Rafael Castaño

Kyaneos

El mundo de ayer

Los griegos antiguos sentirían el mismo asombro que nosotros al ver huracanes devastar el Mediterráneo

15 de septiembre 2023 - 00:15

Un camarero que me sirvió hace poco un vermú frente al embalse de Eugi tenía una extraña palabra tatuada en el antebrazo, junto a un velero: kyaneos. Google me dijo que así llamaban los griegos al color del mar. Y lo más curioso de todo esto es que kyaneos, que es de donde viene cian, designaba el color del vino oscuro. Creo que había oído o leído este dato en algún sitio antes de que el azar, frente al agua azulísima, me lo recordara: los griegos, rodeados de azul, navegantes del azul, hijos y dueños del azul, no conocían el azul, nuestro azul.

Tal vez Homero, el orador en cuyas obras más tarde alguien o él mismo dejaron escrita esta palabra, habitó un mundo en el que, por raro que nos parezca, el mar tuviera el color de un merlot. Es chocante y divertido pensar que, como en ciertos cuadros del primer Matisse, todo tenga un color distinto del que nuestros ojos se empeñan en confiarnos, y que asomados a la costa en Sanlúcar o en Chipiona las olas, de color dorado, rompan en realidad entre espumas y nubes de moscatel y amontillado.

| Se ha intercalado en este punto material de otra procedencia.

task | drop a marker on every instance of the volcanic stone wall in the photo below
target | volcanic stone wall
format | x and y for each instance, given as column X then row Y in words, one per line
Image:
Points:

Hay una ruptura entre los tiempos que tratamos de salvar. Los griegos antiguos sentirían el mismo asombro que nosotros al ver huracanes devastar el Mediterráneo, y al ver también que hemos tenido que inventar, con rudimentarias vendas y material de desecho, una nueva palabra para fijar esta inaprehensible manifestación de la naturaleza: medicanes. Huracanes del Mediterráneo, una palabra feísima que en realidad suena a médicos y a mexicanos y a perros.

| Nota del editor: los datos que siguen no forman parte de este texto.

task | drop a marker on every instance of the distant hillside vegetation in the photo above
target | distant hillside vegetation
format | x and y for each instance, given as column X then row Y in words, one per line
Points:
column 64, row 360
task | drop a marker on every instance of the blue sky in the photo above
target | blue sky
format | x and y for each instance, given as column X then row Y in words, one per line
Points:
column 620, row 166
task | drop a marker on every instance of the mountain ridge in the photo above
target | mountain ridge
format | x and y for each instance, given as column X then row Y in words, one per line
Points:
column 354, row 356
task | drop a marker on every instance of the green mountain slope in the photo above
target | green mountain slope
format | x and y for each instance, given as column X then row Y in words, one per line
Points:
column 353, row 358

Y aunque la realidad pareciera permanecer, también necesitaríamos nuevas palabras o imágenes o expectativas si estudiáramos el pasado. En su libro Otros mundos, dedicado a reconstruir la vida en la Tierra en un fascinante viaje al pasado más remoto, Thomas Halliday nos cuenta que hace millones de años el Mediterráneo estaba seco. Europa y África aún no se habían distanciado, y Sicilia, si no recuerdo mal de mi lectura, era el pico más alto de esa inmensa cuenca seca que nadie podría imaginar llena de agua y de peces, de pecios y náufragos.

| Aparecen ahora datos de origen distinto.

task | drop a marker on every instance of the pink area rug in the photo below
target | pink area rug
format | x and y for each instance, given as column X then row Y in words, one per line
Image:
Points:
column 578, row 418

Todo cambia y no sabemos verlo en el momento, como no sabemos percibir los mínimos cambios que día a día nos convierten en nuestros padres. Acaso nos vendrían bien sueños más largos, el tiempo suficiente para adaptarnos a la vida y a sus caprichosos tatuajes, y abrir nuestros ojos a una luz viejísima, vestida con nuevos nombres, como una diosa fenicia, siempre en asombro, siempre conscientes de habitar un enorme y profundo e irrepetible enigma.